CFOs had hoped to gain a much-needed respite once the election was over and a fiscal cliff deal had been reached; unfortunately, it was not to be.
While the current deal required both Democrats and Republicans to make concessions, it failed to deal with what is known as the sequester, merely postponing the series of automatic cuts in federal spending for two months — and that’s just one of three serious financial decisions still on the docket for this year (the debt ceiling and federal government budget being the others), which makes it likely that economic uncertainty will continue in the US throughout 2013.
Unfortunately, the world market isn’t fairing much better, according to “Global Risks 2013,” by the World Economic Forum (WEF).
Potential Digital Dangers for CFOs
WEF also mentioned some concern over recent “digital wildfires,” such as the rise in oil prices in July 2012 when a Twitter user impersonating the Russian Interior Minister tweeted that Bashar Assad, Syria’s President, had been killed or injured. Another example would be when a Google earnings report was leaked, causing NASDAQ to halt trading its shares in October.
CFO Magazine seems to believe these concerns are slightly overblown, contrasting them with rumors that were quickly caught and quelled when they were revealed to be untrue.
Also a concern are emerging marketplaces; in fact, the Eurasia Group, reported in “Top Risks 2013”, that the worst risks now come from the emerging world.
A Transition from Saving to Spending
That said, there is one study that shows some hope for the U.S. economy. The Association for Financial Professionals (AFP) has reported that 28% of financial executives are planning to dip into their cash resources in the first quarter — more than the 23% who are planning to add to their savings, which hasn’t happened since January 2011.
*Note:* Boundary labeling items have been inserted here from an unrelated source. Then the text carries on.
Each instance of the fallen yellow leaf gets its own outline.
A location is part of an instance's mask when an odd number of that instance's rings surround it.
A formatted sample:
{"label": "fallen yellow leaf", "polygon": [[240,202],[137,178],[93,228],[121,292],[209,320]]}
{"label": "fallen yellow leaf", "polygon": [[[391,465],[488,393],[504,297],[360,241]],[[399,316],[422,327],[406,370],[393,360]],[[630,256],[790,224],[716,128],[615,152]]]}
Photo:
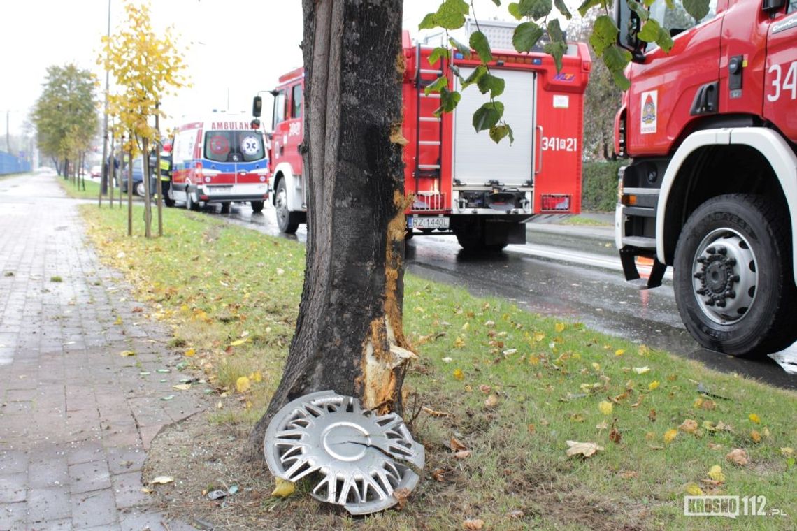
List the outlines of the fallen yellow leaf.
{"label": "fallen yellow leaf", "polygon": [[565,441],[567,446],[567,456],[581,455],[584,457],[591,457],[595,452],[603,449],[603,447],[598,446],[595,443],[579,443],[577,441]]}
{"label": "fallen yellow leaf", "polygon": [[672,443],[673,439],[674,439],[677,436],[678,436],[677,430],[674,429],[667,430],[666,431],[664,432],[664,442],[669,444],[669,443]]}
{"label": "fallen yellow leaf", "polygon": [[732,462],[734,464],[739,465],[740,467],[744,467],[744,465],[750,463],[748,459],[747,452],[741,448],[735,448],[725,455],[725,459]]}
{"label": "fallen yellow leaf", "polygon": [[725,474],[722,473],[722,467],[720,465],[714,465],[709,469],[709,477],[718,483],[725,481]]}
{"label": "fallen yellow leaf", "polygon": [[165,485],[166,483],[173,483],[174,482],[175,478],[172,478],[171,476],[158,476],[157,478],[151,481],[150,483],[153,485],[156,483],[159,485]]}
{"label": "fallen yellow leaf", "polygon": [[684,490],[690,496],[703,496],[703,490],[697,483],[687,483],[684,486]]}
{"label": "fallen yellow leaf", "polygon": [[462,522],[462,529],[465,531],[479,531],[485,527],[485,521],[478,519],[465,520]]}
{"label": "fallen yellow leaf", "polygon": [[678,426],[678,429],[681,431],[685,431],[686,433],[694,433],[697,431],[697,423],[692,419],[686,419],[680,426]]}
{"label": "fallen yellow leaf", "polygon": [[239,377],[235,381],[235,389],[238,392],[246,392],[249,390],[252,384],[249,382],[249,379],[245,376]]}
{"label": "fallen yellow leaf", "polygon": [[274,478],[274,480],[277,482],[277,486],[271,491],[271,495],[274,498],[288,498],[296,490],[296,485],[292,481],[282,478]]}

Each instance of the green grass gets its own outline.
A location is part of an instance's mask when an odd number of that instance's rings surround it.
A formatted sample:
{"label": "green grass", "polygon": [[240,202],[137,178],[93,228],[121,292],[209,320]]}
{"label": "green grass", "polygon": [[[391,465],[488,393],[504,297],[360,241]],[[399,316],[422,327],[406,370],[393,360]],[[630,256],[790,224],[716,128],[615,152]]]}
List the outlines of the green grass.
{"label": "green grass", "polygon": [[[55,178],[66,194],[74,199],[96,199],[100,196],[100,184],[90,179],[72,182],[61,177]],[[83,189],[85,185],[85,189]]]}
{"label": "green grass", "polygon": [[586,226],[586,227],[611,227],[612,226],[611,223],[607,221],[602,221],[600,220],[594,220],[591,217],[584,217],[583,216],[572,216],[568,217],[564,221],[562,222],[563,225],[578,225],[578,226]]}
{"label": "green grass", "polygon": [[[194,349],[186,359],[219,392],[238,394],[238,378],[262,374],[240,410],[213,414],[220,424],[253,423],[293,332],[303,246],[182,209],[165,210],[164,237],[128,239],[125,213],[81,208],[104,260],[134,283],[152,318],[174,325],[175,344]],[[366,519],[363,529],[461,529],[466,518],[491,529],[794,529],[797,467],[780,449],[797,442],[795,393],[505,300],[406,280],[405,332],[419,359],[405,381],[404,416],[426,448],[426,474],[402,511]],[[723,398],[701,396],[698,384]],[[608,415],[603,401],[612,404]],[[678,429],[687,420],[694,433]],[[732,428],[704,425],[719,421]],[[677,435],[668,443],[669,430]],[[456,459],[452,438],[469,457]],[[603,450],[569,458],[567,440]],[[737,447],[750,464],[725,460]],[[705,482],[713,465],[726,477],[720,485]],[[685,517],[689,483],[707,494],[766,496],[768,509],[789,516]],[[290,518],[303,504],[290,498],[273,510]]]}

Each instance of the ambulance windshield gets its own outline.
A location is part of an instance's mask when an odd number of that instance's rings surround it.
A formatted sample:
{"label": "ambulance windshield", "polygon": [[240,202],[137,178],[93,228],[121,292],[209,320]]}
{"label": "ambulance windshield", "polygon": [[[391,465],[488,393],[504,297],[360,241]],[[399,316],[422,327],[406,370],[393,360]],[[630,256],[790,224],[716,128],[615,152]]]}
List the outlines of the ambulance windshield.
{"label": "ambulance windshield", "polygon": [[249,162],[265,156],[263,137],[253,131],[209,131],[205,158],[217,162]]}

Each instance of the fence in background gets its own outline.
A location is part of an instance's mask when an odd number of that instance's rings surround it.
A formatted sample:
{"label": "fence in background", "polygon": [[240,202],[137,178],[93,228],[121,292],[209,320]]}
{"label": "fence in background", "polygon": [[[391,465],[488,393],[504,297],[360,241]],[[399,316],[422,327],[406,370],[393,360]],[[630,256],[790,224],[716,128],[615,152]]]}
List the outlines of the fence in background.
{"label": "fence in background", "polygon": [[30,171],[30,162],[5,151],[0,151],[0,175],[24,174],[28,171]]}

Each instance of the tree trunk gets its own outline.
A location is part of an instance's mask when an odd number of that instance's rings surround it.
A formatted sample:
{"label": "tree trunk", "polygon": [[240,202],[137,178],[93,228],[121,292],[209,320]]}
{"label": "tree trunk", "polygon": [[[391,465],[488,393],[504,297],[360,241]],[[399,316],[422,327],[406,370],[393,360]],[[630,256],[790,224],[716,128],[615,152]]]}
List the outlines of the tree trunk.
{"label": "tree trunk", "polygon": [[402,0],[304,0],[307,263],[285,372],[253,430],[332,389],[401,412],[414,354],[402,326]]}
{"label": "tree trunk", "polygon": [[144,236],[152,237],[152,190],[150,189],[149,171],[149,141],[146,137],[141,139],[143,148],[141,151],[141,159],[143,166],[141,168],[143,182],[144,185]]}

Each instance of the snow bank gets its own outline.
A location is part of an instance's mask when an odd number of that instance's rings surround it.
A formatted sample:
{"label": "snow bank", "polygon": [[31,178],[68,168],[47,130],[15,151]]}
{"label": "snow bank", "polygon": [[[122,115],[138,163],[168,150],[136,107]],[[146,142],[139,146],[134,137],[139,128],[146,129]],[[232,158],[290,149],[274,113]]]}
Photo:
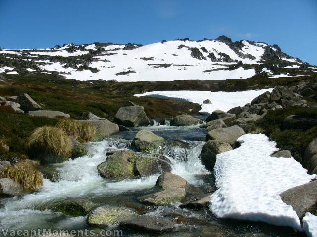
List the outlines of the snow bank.
{"label": "snow bank", "polygon": [[303,218],[303,230],[309,237],[317,237],[317,216],[307,212]]}
{"label": "snow bank", "polygon": [[[171,99],[178,99],[196,103],[202,105],[201,113],[211,114],[216,110],[227,111],[236,106],[243,106],[257,96],[266,91],[271,92],[273,89],[259,90],[247,90],[234,92],[217,91],[199,91],[193,90],[152,91],[143,94],[136,94],[135,96],[153,96]],[[206,99],[210,100],[212,104],[203,104]]]}
{"label": "snow bank", "polygon": [[260,221],[301,230],[299,219],[279,194],[310,182],[315,175],[292,158],[271,157],[276,143],[264,134],[245,134],[241,146],[217,155],[219,189],[211,196],[211,210],[219,218]]}

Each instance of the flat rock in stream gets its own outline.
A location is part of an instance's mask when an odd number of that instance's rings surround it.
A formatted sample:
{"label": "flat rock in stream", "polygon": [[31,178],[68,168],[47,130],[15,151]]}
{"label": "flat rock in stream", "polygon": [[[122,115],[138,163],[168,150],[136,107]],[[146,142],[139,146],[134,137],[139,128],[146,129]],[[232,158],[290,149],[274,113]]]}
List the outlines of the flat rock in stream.
{"label": "flat rock in stream", "polygon": [[140,197],[138,198],[138,200],[144,203],[164,206],[181,201],[185,195],[186,190],[184,188],[167,189]]}
{"label": "flat rock in stream", "polygon": [[99,226],[118,225],[135,215],[135,212],[129,208],[105,205],[92,210],[88,215],[87,223],[89,225]]}
{"label": "flat rock in stream", "polygon": [[167,218],[146,215],[123,221],[120,226],[124,229],[148,233],[161,233],[176,229],[175,223]]}

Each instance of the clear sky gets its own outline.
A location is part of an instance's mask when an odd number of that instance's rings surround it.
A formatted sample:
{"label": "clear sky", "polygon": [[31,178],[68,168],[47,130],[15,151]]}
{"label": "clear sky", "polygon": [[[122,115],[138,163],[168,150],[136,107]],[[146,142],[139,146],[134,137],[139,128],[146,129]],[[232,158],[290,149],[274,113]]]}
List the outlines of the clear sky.
{"label": "clear sky", "polygon": [[0,0],[0,32],[11,49],[225,35],[317,65],[317,0]]}

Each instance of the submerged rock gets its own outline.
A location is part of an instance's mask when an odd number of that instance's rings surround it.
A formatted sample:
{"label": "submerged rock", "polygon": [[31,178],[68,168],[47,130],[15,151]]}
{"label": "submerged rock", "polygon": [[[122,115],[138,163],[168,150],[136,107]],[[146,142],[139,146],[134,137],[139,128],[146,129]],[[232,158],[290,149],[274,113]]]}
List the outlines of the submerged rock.
{"label": "submerged rock", "polygon": [[26,93],[19,95],[16,99],[16,102],[21,105],[20,107],[25,113],[30,111],[42,110],[42,107]]}
{"label": "submerged rock", "polygon": [[179,175],[170,173],[161,174],[157,180],[156,186],[163,189],[186,188],[188,182]]}
{"label": "submerged rock", "polygon": [[60,111],[54,111],[53,110],[35,110],[29,111],[28,115],[30,116],[42,117],[47,118],[56,118],[58,117],[69,118],[70,115]]}
{"label": "submerged rock", "polygon": [[216,163],[217,154],[232,150],[229,144],[216,140],[209,140],[202,148],[200,158],[202,163],[208,170],[213,170]]}
{"label": "submerged rock", "polygon": [[290,205],[301,219],[306,212],[317,214],[317,180],[288,189],[280,196]]}
{"label": "submerged rock", "polygon": [[115,120],[126,127],[148,126],[150,120],[144,112],[143,106],[121,107],[115,115]]}
{"label": "submerged rock", "polygon": [[23,191],[20,184],[11,179],[0,179],[0,196],[22,195]]}
{"label": "submerged rock", "polygon": [[199,124],[199,120],[189,115],[180,115],[175,117],[171,121],[171,126],[180,127]]}
{"label": "submerged rock", "polygon": [[140,151],[147,153],[156,153],[162,148],[165,139],[155,135],[150,129],[142,129],[134,137],[135,147]]}
{"label": "submerged rock", "polygon": [[242,128],[235,125],[229,127],[217,128],[208,132],[206,136],[206,141],[218,140],[235,147],[238,138],[245,133]]}
{"label": "submerged rock", "polygon": [[148,215],[123,221],[120,226],[124,229],[148,233],[161,233],[176,229],[175,223],[167,218]]}
{"label": "submerged rock", "polygon": [[110,135],[119,132],[119,126],[106,118],[99,120],[79,120],[78,122],[89,123],[96,127],[96,133],[93,140],[101,141]]}
{"label": "submerged rock", "polygon": [[222,110],[217,110],[213,111],[211,115],[207,117],[206,122],[221,118],[226,124],[228,124],[235,118],[235,114],[229,114]]}
{"label": "submerged rock", "polygon": [[92,210],[87,217],[89,225],[107,226],[118,225],[121,221],[131,218],[136,215],[130,209],[115,206],[105,205]]}
{"label": "submerged rock", "polygon": [[138,198],[138,200],[144,203],[164,206],[181,201],[185,195],[186,190],[184,188],[167,189],[140,197]]}

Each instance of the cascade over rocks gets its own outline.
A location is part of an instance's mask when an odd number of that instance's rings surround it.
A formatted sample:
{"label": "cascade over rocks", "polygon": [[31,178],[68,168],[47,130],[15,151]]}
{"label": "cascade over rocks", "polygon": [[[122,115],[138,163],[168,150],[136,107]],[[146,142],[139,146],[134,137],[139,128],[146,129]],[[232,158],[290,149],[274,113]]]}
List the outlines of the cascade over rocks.
{"label": "cascade over rocks", "polygon": [[145,155],[132,150],[119,150],[97,166],[105,178],[126,178],[170,172],[170,161],[162,155]]}
{"label": "cascade over rocks", "polygon": [[21,109],[25,113],[30,111],[40,110],[42,107],[27,94],[20,94],[16,99],[16,102],[21,105]]}
{"label": "cascade over rocks", "polygon": [[226,124],[228,124],[234,120],[235,118],[236,115],[235,114],[229,114],[222,110],[217,110],[213,111],[211,115],[207,117],[206,122],[208,122],[221,118]]}
{"label": "cascade over rocks", "polygon": [[144,112],[143,106],[126,106],[121,107],[115,118],[120,125],[126,127],[148,126],[150,120]]}
{"label": "cascade over rocks", "polygon": [[235,147],[238,138],[244,134],[245,133],[242,128],[235,125],[229,127],[217,128],[208,132],[206,140],[218,140],[229,143],[231,146]]}
{"label": "cascade over rocks", "polygon": [[189,115],[180,115],[175,117],[171,121],[171,126],[177,127],[190,126],[199,124],[199,120]]}
{"label": "cascade over rocks", "polygon": [[232,150],[228,143],[217,140],[209,140],[204,145],[200,154],[202,163],[208,170],[213,170],[217,154]]}
{"label": "cascade over rocks", "polygon": [[135,147],[140,151],[155,153],[161,149],[165,139],[153,133],[150,129],[142,129],[134,137]]}

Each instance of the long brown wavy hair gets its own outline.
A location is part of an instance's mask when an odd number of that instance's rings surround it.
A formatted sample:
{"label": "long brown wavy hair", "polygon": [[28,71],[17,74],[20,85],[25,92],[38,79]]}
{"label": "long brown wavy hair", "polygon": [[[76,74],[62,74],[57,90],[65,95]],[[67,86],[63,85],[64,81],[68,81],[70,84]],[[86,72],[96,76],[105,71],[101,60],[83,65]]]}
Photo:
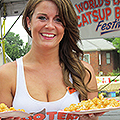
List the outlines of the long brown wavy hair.
{"label": "long brown wavy hair", "polygon": [[[31,20],[37,4],[45,0],[29,0],[23,13],[22,24],[27,33],[31,36],[28,30],[26,17]],[[83,51],[77,46],[77,42],[81,42],[78,19],[74,7],[70,0],[48,0],[53,1],[59,9],[59,17],[65,27],[65,34],[59,44],[59,60],[62,65],[63,78],[66,86],[75,88],[80,93],[80,100],[87,99],[87,92],[91,90],[87,88],[87,84],[91,80],[90,71],[84,67],[80,61],[80,56],[83,57]],[[32,37],[32,36],[31,36]],[[88,83],[84,83],[86,70],[90,73]],[[73,84],[69,81],[69,74],[73,79]]]}

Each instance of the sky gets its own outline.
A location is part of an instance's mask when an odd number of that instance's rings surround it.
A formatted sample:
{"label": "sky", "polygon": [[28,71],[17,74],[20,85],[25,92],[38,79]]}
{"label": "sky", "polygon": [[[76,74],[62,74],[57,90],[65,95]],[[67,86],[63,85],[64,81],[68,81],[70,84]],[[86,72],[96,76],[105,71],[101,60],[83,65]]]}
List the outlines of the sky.
{"label": "sky", "polygon": [[[17,18],[18,18],[18,16],[6,17],[6,21],[5,21],[5,32],[6,33],[10,29],[10,27],[13,25],[13,23],[16,21]],[[10,32],[19,34],[20,39],[22,39],[24,43],[28,42],[27,32],[24,30],[24,28],[22,26],[22,16],[18,19],[18,21],[12,27]]]}

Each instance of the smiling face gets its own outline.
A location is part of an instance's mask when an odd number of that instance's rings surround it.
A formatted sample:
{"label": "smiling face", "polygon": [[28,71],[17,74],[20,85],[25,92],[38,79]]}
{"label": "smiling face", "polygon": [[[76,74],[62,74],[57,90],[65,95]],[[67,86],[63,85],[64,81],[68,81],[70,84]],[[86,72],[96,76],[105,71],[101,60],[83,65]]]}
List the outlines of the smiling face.
{"label": "smiling face", "polygon": [[27,17],[27,25],[31,29],[33,44],[49,48],[59,47],[64,35],[64,26],[54,2],[40,2],[35,8],[31,21]]}

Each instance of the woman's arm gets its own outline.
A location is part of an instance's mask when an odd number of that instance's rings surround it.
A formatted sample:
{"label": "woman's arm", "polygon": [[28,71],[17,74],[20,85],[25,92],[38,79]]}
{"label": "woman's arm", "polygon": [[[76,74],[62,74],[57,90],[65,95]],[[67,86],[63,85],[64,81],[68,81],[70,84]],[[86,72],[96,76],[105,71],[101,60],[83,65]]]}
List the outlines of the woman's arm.
{"label": "woman's arm", "polygon": [[12,106],[14,79],[14,62],[0,67],[0,103],[5,103],[8,107]]}

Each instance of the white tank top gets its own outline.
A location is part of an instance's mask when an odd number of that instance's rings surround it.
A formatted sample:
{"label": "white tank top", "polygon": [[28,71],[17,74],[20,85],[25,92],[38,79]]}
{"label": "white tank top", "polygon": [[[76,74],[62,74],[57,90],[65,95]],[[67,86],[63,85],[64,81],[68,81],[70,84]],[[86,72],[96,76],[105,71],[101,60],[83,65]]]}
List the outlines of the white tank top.
{"label": "white tank top", "polygon": [[[68,107],[70,104],[78,103],[78,91],[70,94],[68,91],[65,96],[54,102],[41,102],[32,98],[27,90],[22,57],[17,59],[17,83],[16,92],[13,100],[15,109],[24,109],[27,113],[40,112],[44,108],[46,112],[58,111]],[[70,77],[72,82],[72,78]]]}

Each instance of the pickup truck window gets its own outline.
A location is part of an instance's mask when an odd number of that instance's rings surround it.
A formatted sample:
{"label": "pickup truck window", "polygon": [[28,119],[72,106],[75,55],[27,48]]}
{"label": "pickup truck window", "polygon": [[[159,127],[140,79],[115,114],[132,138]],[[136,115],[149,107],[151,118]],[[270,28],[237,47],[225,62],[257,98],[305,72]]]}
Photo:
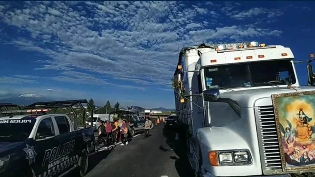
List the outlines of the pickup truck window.
{"label": "pickup truck window", "polygon": [[41,121],[36,133],[36,139],[42,139],[55,135],[54,124],[51,118],[46,118]]}
{"label": "pickup truck window", "polygon": [[28,138],[35,118],[0,120],[0,142],[23,141]]}
{"label": "pickup truck window", "polygon": [[70,127],[68,119],[64,116],[55,117],[55,120],[57,123],[58,129],[60,134],[66,133],[70,131]]}

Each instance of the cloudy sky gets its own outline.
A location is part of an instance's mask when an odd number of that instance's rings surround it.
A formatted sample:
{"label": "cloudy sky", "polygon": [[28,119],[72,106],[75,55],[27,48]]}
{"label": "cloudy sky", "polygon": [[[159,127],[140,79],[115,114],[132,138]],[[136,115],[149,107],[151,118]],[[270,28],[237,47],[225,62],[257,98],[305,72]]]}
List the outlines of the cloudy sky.
{"label": "cloudy sky", "polygon": [[[289,47],[296,60],[307,59],[315,52],[314,5],[0,2],[0,97],[34,94],[174,108],[170,81],[179,49],[256,41]],[[297,65],[302,84],[305,68]]]}

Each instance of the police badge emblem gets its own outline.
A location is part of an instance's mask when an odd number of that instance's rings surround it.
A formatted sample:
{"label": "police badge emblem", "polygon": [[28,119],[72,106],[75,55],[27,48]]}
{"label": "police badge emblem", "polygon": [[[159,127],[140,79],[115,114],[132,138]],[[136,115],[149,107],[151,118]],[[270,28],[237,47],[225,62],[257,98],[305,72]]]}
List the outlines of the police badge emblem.
{"label": "police badge emblem", "polygon": [[35,151],[34,146],[30,146],[27,144],[26,144],[26,148],[23,149],[26,153],[26,157],[25,158],[28,160],[29,164],[31,165],[32,162],[35,163],[35,157],[37,153]]}

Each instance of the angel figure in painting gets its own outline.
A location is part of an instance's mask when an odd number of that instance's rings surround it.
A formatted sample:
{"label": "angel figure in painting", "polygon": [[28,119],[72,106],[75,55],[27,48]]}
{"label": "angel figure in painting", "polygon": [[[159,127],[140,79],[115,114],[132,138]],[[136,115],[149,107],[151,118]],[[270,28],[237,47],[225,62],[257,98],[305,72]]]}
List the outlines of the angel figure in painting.
{"label": "angel figure in painting", "polygon": [[292,124],[288,120],[286,120],[289,127],[286,127],[285,129],[282,124],[280,124],[280,129],[281,132],[284,135],[284,140],[288,144],[291,144],[294,142],[295,137],[294,133],[292,131]]}
{"label": "angel figure in painting", "polygon": [[302,108],[300,108],[296,115],[297,118],[294,117],[294,120],[296,125],[297,137],[301,139],[309,139],[313,132],[311,130],[312,126],[308,123],[312,121],[312,118],[305,115]]}
{"label": "angel figure in painting", "polygon": [[307,151],[304,151],[303,155],[301,156],[300,161],[301,163],[305,163],[311,161],[311,159],[308,157],[308,154]]}

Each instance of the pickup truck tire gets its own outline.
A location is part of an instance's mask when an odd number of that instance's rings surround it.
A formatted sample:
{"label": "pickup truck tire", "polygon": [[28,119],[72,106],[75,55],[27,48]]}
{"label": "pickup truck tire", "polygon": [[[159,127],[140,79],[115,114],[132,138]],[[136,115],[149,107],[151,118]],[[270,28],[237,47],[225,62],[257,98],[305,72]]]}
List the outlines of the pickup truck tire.
{"label": "pickup truck tire", "polygon": [[135,136],[135,128],[133,127],[130,129],[130,135],[132,138]]}
{"label": "pickup truck tire", "polygon": [[196,169],[196,177],[203,177],[202,169],[202,155],[201,154],[201,150],[199,148],[199,159],[198,160],[198,165]]}
{"label": "pickup truck tire", "polygon": [[80,176],[83,177],[86,174],[89,167],[89,155],[85,149],[82,150],[78,161],[79,165],[78,172]]}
AFP president and CEO, Jim Kaitz, told CFO Magazine that, although some are spending on acquisitions, which is good for the economy, more are planning to pay down debt, buy back shares and issue dividends.
However, as we projected late last year, certain industries are still seeing substantial infusions of cash from VC Funding, especially the tech industry, and startups are also finding alternative sources of cash for the early days. That means there is hope yet that the U.S. will see some economic recovery in 2013 — only time will tell.